What Movies Will It Remind You Of?: Dunkirk debuted a few months prior to Winston Churchill bio Darkest Hour, and they share a dovetailing narrative. Atonement featured a memorable scene on the beach at Dunkirk that’s one of the great virtuoso single-take shots of the last couple decades. It also brings to mind Saving Private Ryan, Patton, The Longest Day, The Bridge on the River Kwai and many others, since it’s destined to be one of the great World War II movies — if not war movies, period — ever.

Performance Worth Watching: Some take umbrage with Nolan’s characters here, saying they’re underwritten. I assert that the dire immediacy of the situation requires the melodrama of backstories moot, rooting our emotional concern in simple survival, not just for the handful of men central to the narrative, but the hundreds of thousands on the beach. As ever, Rylance is a gem of an actor, giving a minimally written character significant depth with his nonverbal performance. He conveys a bounty of traits — wisdom, weariness, grief, hope, warmth, concern, pride — with his facial expressions and in the margins of his line-readings.

Memorable Dialogue: Mr. Dawson takes stock of the shellshocked soldier they just rescued from the water: “He’s not himself. He may never be himself again.”

Sex and Skin: None.

Our Take: Hopefully your screen is large and your audio setup is decent, because they’ll make your Dunkirk viewing that much more enjoyable. (Nerdy but relevant aside: I watch stuff on a modest home theater with three audio channels and a 65” plasma screen. RIP plasma!) I was delighted to experience a goosebump-ridden visceral response similar to that of my three-years-ago theatrical viewings as Hans Zimmer’s signature droning score rumbled from the speakers and the ratatat of machine guns and the ping ping ping of bullet casings and the gurgle of propellers in the water and the unmistakable growl of fighter plane engines and the soundtrack’s persistent and almost subliminal tick-tick-tick-ticking of a clock — because time itself is a character here — fill our ears as long expanses of dialogue-free narrative puts us as Right There as nearly any film can, right there in your living room, right there on the beach at Dunkirk, right there in the choppy English Channel, right there in the cramped cockpit.
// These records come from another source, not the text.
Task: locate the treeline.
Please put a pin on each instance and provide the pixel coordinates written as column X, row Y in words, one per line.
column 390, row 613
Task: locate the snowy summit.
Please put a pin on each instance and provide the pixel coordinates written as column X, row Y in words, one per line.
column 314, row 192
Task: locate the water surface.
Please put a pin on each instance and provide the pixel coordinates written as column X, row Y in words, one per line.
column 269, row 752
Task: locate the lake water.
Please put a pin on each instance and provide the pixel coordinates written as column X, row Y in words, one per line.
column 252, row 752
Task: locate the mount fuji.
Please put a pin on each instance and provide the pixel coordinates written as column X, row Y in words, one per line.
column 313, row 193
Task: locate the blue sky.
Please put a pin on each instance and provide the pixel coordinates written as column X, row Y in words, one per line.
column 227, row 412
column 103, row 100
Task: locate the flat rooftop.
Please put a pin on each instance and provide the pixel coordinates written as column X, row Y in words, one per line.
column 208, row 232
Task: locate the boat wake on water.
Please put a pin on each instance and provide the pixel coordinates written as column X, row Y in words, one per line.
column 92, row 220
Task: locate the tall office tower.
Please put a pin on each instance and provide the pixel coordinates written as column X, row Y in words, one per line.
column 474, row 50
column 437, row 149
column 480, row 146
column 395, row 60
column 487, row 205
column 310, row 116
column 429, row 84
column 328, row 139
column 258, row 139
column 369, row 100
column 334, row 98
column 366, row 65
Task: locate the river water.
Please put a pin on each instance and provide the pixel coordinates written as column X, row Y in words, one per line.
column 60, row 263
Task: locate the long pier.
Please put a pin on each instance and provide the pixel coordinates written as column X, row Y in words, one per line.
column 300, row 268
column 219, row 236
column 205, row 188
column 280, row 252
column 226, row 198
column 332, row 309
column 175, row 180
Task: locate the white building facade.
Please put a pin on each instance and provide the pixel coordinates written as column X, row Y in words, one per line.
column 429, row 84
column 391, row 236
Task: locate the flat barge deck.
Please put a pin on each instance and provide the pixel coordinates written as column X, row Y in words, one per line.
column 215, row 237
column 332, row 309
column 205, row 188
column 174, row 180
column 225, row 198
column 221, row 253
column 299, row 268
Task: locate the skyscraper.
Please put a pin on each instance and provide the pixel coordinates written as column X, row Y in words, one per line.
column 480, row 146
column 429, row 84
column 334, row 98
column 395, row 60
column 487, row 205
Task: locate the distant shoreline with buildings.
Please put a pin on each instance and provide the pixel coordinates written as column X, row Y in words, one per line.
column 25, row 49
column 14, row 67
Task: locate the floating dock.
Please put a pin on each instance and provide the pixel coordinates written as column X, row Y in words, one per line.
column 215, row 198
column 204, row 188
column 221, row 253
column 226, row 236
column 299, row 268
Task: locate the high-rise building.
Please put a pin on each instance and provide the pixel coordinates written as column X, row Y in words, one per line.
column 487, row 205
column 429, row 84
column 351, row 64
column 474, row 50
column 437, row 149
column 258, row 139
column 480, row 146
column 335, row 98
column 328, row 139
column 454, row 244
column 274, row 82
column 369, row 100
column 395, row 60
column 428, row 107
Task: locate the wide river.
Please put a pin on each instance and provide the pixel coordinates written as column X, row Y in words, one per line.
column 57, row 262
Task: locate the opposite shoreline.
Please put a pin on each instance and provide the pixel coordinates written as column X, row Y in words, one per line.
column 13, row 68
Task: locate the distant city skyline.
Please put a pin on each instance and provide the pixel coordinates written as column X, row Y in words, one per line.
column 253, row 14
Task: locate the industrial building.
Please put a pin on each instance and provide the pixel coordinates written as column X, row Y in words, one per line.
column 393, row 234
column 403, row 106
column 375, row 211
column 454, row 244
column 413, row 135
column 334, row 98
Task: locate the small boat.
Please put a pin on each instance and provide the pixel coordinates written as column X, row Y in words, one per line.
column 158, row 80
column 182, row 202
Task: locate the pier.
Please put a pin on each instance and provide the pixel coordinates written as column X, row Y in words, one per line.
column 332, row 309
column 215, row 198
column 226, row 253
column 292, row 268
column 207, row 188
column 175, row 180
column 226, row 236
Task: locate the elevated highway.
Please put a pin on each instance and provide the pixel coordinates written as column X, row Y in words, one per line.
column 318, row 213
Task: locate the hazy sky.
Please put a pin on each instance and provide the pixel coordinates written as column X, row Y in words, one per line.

Such gloriously effective sound is the key element of Dunkirk’s realism and immediacy. Few films are so convincing in their physical construction; fewer still are so sonically detailed. Nolan’s army of appreciators know he isn’t content to create a straightforward, linear narrative — he has a reputation to uphold, so he ingeniously manipulates timelines and intertwines the three points-of-view until they converge into one breathless, climactic moment. He then offers a denouement that’s poetic in its temporary peacefulness, but laced with melancholy and foreboding, because the Germans were soon to encroach upon England, and the citizens and soldiers knew it. The film is poignant and thrilling in equal measure. It’s Nolan’s most brilliant narrative gambit in a career defined by his ability to surprise us.

Our Call: STREAM IT. I stand by my assertion that Dunkirk is Nolan’s masterpiece. Suffice to say, if you haven’t seen it, you should, and if you have, it’s absolutely worth seeing again (and probably again and again).